Since Spark can be run as a YARN application it is possible to run a Spark version other than the one provided by the Cloudera platform (CDH). This document lists the instructions for how to compile a specific Spark version against the Hadoop version supported by CDH. The instructions are based on the post Running Spark 1.5.1 on CDH.

  1. Determine the version of CDH and Hadoop by running the following command on the edge node:

    $ hadoop version
    Hadoop 2.6.0-cdh5.4.8
    ...
    
  2. Download Spark and extract the sources.

  3. Build Spark by opening the distribution directory in the shell and running the following command using the CDH and Hadoop version from step 1:

    $ ./make-distribution.sh --tgz --name cdh5.4.8 -Pyarn \
         -Phadoop-2.6 -Phadoop-provided -Dhadoop.version=2.6.0-cdh5.4.8 \
         -Phive -Phive-thriftserver
    

    Note that -Phadoop-provided enables the profile to build the assembly without including Hadoop-ecosystem dependencies provided by Cloudera. To compile with Spark 2.11 support first run:

    $ ./dev/change-scala-version.sh 2.11
    

    and pass -Dscala-2.11 to make-distribution.sh.

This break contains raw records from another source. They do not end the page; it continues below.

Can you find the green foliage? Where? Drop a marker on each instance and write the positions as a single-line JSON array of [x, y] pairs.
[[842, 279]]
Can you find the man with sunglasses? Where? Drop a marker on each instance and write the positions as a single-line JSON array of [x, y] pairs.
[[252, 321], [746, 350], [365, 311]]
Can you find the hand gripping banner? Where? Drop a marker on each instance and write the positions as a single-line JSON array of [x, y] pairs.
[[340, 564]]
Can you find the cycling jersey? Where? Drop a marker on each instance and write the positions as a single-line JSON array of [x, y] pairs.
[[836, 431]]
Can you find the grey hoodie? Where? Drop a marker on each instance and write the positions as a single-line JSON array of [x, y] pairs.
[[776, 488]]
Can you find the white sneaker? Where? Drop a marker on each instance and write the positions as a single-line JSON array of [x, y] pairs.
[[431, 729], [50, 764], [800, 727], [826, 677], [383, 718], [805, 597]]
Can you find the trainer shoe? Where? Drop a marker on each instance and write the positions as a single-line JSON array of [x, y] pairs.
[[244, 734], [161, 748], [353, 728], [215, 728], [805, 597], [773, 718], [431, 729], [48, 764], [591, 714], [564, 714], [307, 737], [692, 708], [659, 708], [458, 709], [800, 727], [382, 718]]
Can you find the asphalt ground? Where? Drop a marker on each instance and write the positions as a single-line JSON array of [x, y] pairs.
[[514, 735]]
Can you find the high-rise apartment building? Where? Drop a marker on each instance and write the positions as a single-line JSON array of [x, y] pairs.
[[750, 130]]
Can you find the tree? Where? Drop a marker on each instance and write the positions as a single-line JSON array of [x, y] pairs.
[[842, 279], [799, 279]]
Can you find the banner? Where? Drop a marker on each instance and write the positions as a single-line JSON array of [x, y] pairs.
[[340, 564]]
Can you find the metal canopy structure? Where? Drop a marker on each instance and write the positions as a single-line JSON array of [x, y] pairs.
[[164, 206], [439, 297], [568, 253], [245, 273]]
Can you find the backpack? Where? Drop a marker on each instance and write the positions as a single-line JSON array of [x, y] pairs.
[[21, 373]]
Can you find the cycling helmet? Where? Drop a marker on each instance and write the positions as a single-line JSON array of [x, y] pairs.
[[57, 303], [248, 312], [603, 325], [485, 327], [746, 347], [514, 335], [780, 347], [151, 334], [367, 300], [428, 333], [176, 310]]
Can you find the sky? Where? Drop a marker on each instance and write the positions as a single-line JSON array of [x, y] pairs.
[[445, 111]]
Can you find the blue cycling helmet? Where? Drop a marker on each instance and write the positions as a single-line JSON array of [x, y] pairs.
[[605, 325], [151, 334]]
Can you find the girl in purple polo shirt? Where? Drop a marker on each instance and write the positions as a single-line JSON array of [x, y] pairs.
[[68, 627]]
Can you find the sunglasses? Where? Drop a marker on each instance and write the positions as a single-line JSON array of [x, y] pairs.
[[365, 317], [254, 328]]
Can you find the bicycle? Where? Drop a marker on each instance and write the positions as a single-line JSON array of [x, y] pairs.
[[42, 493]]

  4. Copy the resulting tgz file to the edge node:

    $ scp spark-x.x.x-bin-cdh5.4.8.tgz user@edge-node:
    
  5. Connect to the edge node

  6. Extract the tgz file

  7. cd into the custom Spark distribution and configure the custom Spark distribution:

     $ cp -R /etc/spark/conf/* conf/
     # Change SPARK_HOME to point to folder with custom Spark distrobution
     $ sed -i "s#\(.*SPARK_HOME\)=.*#\1=$(pwd)#" conf/spark-env.sh
     # Tell YARN which Spark JAR to use
     $ echo "spark.yarn.jar=$(pwd)/$(ls lib/spark-assembly-*.jar)" >> conf/spark-defaults.conf
     $ cp /etc/hive/conf/hive-site.xml conf/
    
  8. Test the custom Spark distribution:

     $ ./bin/run-example SparkPi 10 --master yarn-client
     $ ./bin/spark-shell --master yarn-client